Since the discoveries about height, other scientists have documented additional examples of natural selection on other complex human traits. A 2016 study analyzed the genomes of several thousand present-day Britons and found natural selection for increased height, blonder hair, bluer eyes, larger infant head size, larger female hip size, later growth spurt in males, and later age of puberty in females.36
These examples demonstrate that by leveraging the power of the whole genome to examine thousands of independent positions in the genome simultaneously, it is possible to get beyond the barrier that Molly Przeworski had identified—“Przeworski’s Limit”—by taking advantage of information that we now have about a large number of genetic variations at many
locations in the genome that have similar biological effects. We have such information from “genome-wide association studies,” which since 2005 have collected data from more than one million people with a variety of measured traits, thereby identifying more than ten thousand individual mutations that occur at significantly elevated frequency in people with particular traits, including height.37 The value of genome-wide association studies for understanding human health and disease has been contentious because the specific mutation changes that these studies have identified typically have such small effects that their results are hardly useful for predicting who gets a disease and who does not.38 But what is often overlooked is that genome-wide association studies have provided a powerful resource for investigating human evolutionary change over time. By testing whether the mutations identified by genome-wide association studies as affecting particular biological traits have all tended to shift in frequency in the same direction, we can obtain evidence of natural selection for specific biological traits.

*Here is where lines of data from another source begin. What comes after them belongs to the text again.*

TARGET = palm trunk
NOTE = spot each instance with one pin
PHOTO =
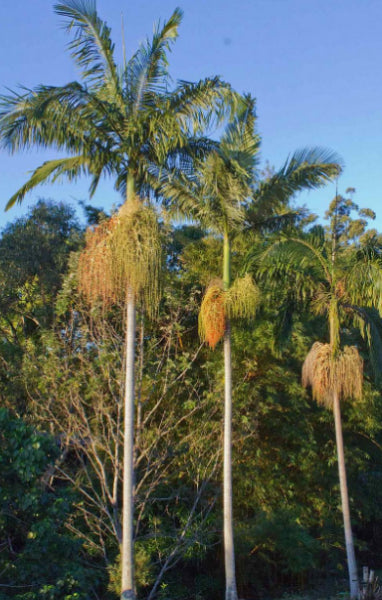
(352, 566)
(229, 551)
(128, 591)
(127, 558)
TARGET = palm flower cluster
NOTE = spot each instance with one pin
(239, 301)
(121, 254)
(328, 374)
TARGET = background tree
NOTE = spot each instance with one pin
(226, 198)
(122, 123)
(337, 280)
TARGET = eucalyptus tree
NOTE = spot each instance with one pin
(227, 197)
(343, 282)
(125, 123)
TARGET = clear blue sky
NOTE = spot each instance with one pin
(314, 67)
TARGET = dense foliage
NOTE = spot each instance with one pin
(60, 458)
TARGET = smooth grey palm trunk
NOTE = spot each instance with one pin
(229, 552)
(352, 566)
(128, 588)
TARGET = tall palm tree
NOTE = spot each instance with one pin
(226, 196)
(344, 284)
(126, 123)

As genome-wide association studies proceed, they are beginning to investigate human variation in cognitive and behavioral traits,39 and studies like these—such as the ones for height—will make it possible to explore whether the shift to behavioral modernity among our ancestors was driven by natural selection. This means that there is new hope for providing genetic insight into the mystery that puzzled Klein—the great change in human behavior suggested by the archaeological records of the Upper Paleolithic and Later Stone Age.